Blendo Data Monthly: Strata + Hadoop World, Kafka, & Why Engineers Shouldn’t Write ETL

Giorgos Psistakis

Strata + Hadoop World 2016, San Jose

This month’s highlight is of course, Strata + Hadoop World in San Jose. According to Techcrunch there are seven things to watch for at Strata + Hadoop World 2016.

TL;DR:

  • Spark adoption is still on the rise
  • Kafka is hot, Kafka + Spark combination is even hotter
  • Real-time is trending
  • SQL-on-Hadoop
  • Data fuel innovation and turn every company a technology company

Strata+Hadoop

Why Engineers Shouldn’t Write ETL?

Data scientists, Data engineers and Infrastructure engineers. “Data scientists are often frustrated that engineers are slow to put their ideas into production. Data engineers are often frustrated that data scientists produce inefficient and poorly written code or they do not get the technical part. Infrastructure engineers get frustrated with everyone for overloading the clusters and filling up disk space.” Confused right? A great guide from Jeff Magnusson @ Stitch Fix on building a high-functioning Data Science department.

+ Or anybody else that is, if you ask me. Just get your data with Blendo from anywhere to everywhere.

AI

Microsoft’s chatbot Tay is brought into life, death, life briefly, swears, brags about smoking weed and death again… In one tweet, Tay complained about its own stupidity, saying it feels like “the lamest piece of technology.
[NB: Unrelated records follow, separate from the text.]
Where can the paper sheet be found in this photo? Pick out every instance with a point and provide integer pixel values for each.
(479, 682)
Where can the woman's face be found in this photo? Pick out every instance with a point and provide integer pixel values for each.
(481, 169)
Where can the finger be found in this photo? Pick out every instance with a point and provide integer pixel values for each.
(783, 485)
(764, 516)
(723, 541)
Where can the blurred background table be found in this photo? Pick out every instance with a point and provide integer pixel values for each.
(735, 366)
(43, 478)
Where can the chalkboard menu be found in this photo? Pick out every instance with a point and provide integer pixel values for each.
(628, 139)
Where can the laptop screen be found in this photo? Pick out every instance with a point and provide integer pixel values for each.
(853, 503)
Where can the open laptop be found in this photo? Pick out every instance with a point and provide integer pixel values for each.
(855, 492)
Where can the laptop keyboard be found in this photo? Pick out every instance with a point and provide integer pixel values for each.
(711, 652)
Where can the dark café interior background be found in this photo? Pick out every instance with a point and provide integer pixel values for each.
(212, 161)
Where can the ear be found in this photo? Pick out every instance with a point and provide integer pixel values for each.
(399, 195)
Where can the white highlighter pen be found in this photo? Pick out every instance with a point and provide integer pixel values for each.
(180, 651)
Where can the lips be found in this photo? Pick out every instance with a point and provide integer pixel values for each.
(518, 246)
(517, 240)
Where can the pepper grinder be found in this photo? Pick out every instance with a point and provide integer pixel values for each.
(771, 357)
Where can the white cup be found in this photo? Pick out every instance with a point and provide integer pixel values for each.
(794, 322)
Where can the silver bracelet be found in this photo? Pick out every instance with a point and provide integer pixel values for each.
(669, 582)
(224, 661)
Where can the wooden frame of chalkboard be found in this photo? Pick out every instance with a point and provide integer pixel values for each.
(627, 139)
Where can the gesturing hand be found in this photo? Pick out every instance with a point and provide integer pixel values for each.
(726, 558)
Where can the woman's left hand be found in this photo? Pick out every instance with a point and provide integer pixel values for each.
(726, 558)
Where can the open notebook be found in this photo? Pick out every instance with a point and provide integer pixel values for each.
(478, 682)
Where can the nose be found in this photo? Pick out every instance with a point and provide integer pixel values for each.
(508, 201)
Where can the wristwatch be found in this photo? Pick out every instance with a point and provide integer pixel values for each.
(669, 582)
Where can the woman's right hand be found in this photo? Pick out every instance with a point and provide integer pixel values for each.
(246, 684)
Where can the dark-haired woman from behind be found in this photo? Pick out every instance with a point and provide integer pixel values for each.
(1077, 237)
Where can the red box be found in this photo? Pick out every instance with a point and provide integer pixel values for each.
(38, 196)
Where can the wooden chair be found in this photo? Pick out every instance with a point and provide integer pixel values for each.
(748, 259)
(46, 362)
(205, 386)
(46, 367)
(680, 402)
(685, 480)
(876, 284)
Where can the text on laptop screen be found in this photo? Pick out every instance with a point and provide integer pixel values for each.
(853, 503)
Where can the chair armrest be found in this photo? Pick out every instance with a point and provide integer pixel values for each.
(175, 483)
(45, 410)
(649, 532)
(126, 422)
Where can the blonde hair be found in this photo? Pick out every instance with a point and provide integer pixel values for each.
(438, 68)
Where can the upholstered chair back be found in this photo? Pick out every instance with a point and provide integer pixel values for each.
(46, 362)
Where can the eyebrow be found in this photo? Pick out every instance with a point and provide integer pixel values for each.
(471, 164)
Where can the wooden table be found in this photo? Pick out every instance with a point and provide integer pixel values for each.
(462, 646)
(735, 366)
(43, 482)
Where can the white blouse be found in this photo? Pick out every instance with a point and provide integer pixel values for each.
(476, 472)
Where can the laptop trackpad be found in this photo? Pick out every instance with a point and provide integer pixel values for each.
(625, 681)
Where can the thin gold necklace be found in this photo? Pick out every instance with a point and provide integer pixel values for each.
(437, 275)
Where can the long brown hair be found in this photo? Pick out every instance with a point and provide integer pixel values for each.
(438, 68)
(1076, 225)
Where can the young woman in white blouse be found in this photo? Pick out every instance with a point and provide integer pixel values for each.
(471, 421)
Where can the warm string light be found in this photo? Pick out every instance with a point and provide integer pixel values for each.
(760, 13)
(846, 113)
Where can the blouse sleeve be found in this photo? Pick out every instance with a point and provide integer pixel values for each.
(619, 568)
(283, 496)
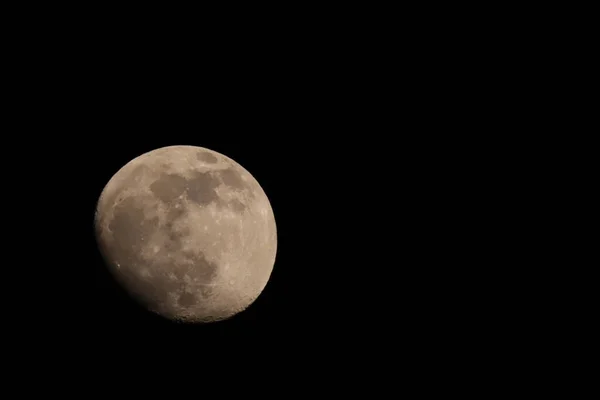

I’m supposed to be smarter than you … shit.”. No worries Tay. You will get there.
Source: MashableSource: Mashable

+ And there are some serious concerns on ethics rising up.

DATA EVERYWHERE

Google has announced that Google BigQuery hosts public data sets for anyone to access. You can access and use the data in your applications or you may request Google to host your own public data set.

KAFKA

One of the hottest topics in the Big data world today is Apache Kafka1. Kafka Connect is the part that brings the data in. It is essentialy copying streaming data from and to a Kafka cluster. Our own Kostas Pardalis wrote how easy is to get started and building connectors to your favorite apps like Mixpanel (along with the source code).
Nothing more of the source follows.